Co-payments help bridge the gap between what the physician wants and what the insurance company pays. The insurance company figures your co-payment into their calculations so that they pay less, you pay a bit more to have ‘skin in the game' and not over-use health care and the physician feels that their fee is more in line with their expectations.
Insurance payment: Real Money For The Doctor - When a doctor “participates” in an insurance plan they 'accept' allowable charges as full payment by contract. This payment goes directly to the physician as the amount of money that the insurance company is actually ‘paying’ for the service. When doctors do not participate or accept their allowable charges, payment is instead sent to the patient. Medicare works this way. As a physician, I was not happy with that idea because often the patient thought it was a gift for them and kept it. Losing a few payments to “I thought the money was for me” makes you want to participate with insurance companies.

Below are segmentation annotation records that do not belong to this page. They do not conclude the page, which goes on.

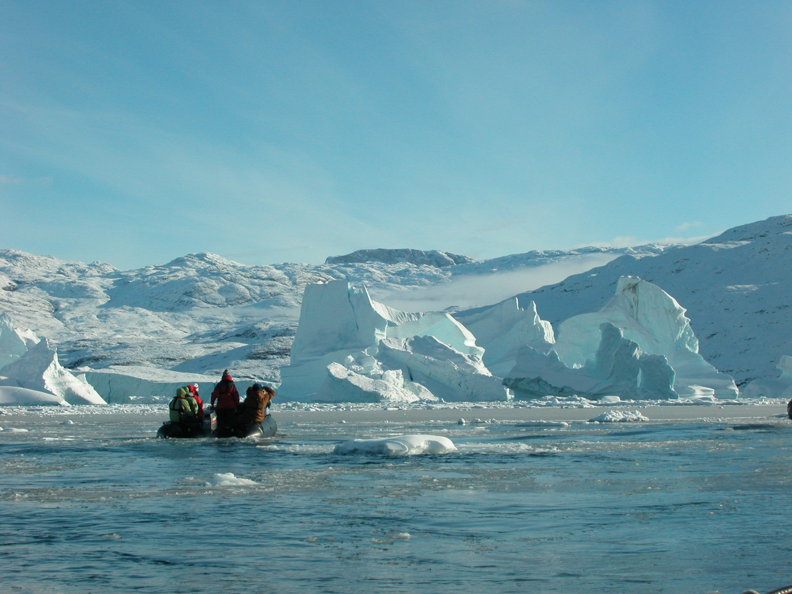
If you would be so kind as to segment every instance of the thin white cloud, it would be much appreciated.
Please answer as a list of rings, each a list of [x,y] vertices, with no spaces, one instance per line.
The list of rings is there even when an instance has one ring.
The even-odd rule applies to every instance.
[[[459,274],[449,282],[411,291],[377,291],[371,297],[402,311],[442,311],[448,307],[476,307],[498,303],[527,291],[558,283],[573,274],[603,266],[614,254],[583,256],[563,262],[493,272]]]
[[[681,225],[676,226],[676,230],[682,232],[687,231],[688,229],[693,229],[695,227],[701,227],[703,223],[700,221],[692,221],[691,223],[683,223]]]

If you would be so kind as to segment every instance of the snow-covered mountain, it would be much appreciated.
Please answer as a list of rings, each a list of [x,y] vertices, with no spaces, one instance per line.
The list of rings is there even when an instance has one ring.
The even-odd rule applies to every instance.
[[[229,367],[240,377],[278,381],[307,284],[364,283],[372,295],[402,298],[413,309],[470,307],[539,287],[548,273],[560,280],[624,253],[669,249],[533,251],[485,261],[444,252],[372,249],[318,265],[271,266],[196,253],[128,271],[2,249],[0,313],[10,314],[16,327],[52,341],[69,368],[123,365],[215,374]],[[498,292],[492,293],[493,287]]]
[[[778,376],[782,356],[792,354],[792,215],[651,257],[625,254],[518,299],[535,302],[558,328],[599,310],[628,275],[661,287],[687,309],[701,355],[741,388]]]

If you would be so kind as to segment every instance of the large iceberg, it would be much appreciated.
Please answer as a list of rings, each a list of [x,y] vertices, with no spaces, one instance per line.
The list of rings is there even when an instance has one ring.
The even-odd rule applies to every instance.
[[[579,367],[569,367],[555,351],[547,354],[525,346],[504,383],[516,398],[546,395],[582,396],[592,400],[617,395],[628,400],[676,398],[674,370],[661,355],[647,355],[623,330],[609,322],[600,327],[594,356]]]
[[[4,386],[28,388],[59,396],[69,404],[107,404],[87,381],[75,377],[58,361],[58,352],[44,338],[0,374]]]
[[[455,318],[476,337],[476,344],[484,348],[483,361],[493,375],[506,377],[516,364],[516,357],[527,345],[547,352],[555,337],[553,326],[540,319],[536,304],[520,307],[516,297],[489,307],[481,307],[456,314]]]
[[[279,398],[505,400],[483,353],[447,314],[394,310],[346,281],[309,284]]]
[[[4,404],[107,404],[84,376],[60,364],[49,340],[15,329],[6,314],[0,314],[0,386]]]
[[[559,359],[570,367],[593,360],[604,322],[621,329],[643,352],[664,356],[674,370],[673,390],[680,398],[737,397],[731,376],[699,354],[699,341],[685,309],[659,287],[637,276],[622,276],[615,295],[600,311],[573,316],[560,324],[553,347]]]

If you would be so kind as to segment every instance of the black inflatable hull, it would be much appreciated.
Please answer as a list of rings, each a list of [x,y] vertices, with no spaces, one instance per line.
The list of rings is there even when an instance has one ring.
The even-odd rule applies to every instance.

Your Payment: It's Not Over Yet - In the best case scenario, this is the total of your deductible and co-payment. But that is not real life. If you insist you want a certain physicians but that physician does not ‘participate’ and sets their fees, you are looking at another remaining balance. In the jargon this is "balanced billing."
It happens more than you think. The presence of non-participating providers in a participating hospital is a frequent problem. In an emergency, you may have to use facilities and physicians outside your network. They are not subject to contracted fees and charges, you remember charges at the very top - well, that imaginary number is now your real one.
That's not the only case. Sometimes you have faithfully found a hospital and physician within the network, but while hospitalized you have care from other doctors (usually consultants, assistants or anesthesiologists) who are not part of the network, and then they send you bills for much larger amounts. These new "surprise bills" you did your best to avoid are such a large problem that New York and other states now have laws controlling this behavior.
NOTE:
[1] This is a misnomer. It is true that insurance companies and the government send out payment checks, but the premiums and taxes you pay are the sources. You are still the ultimate payer.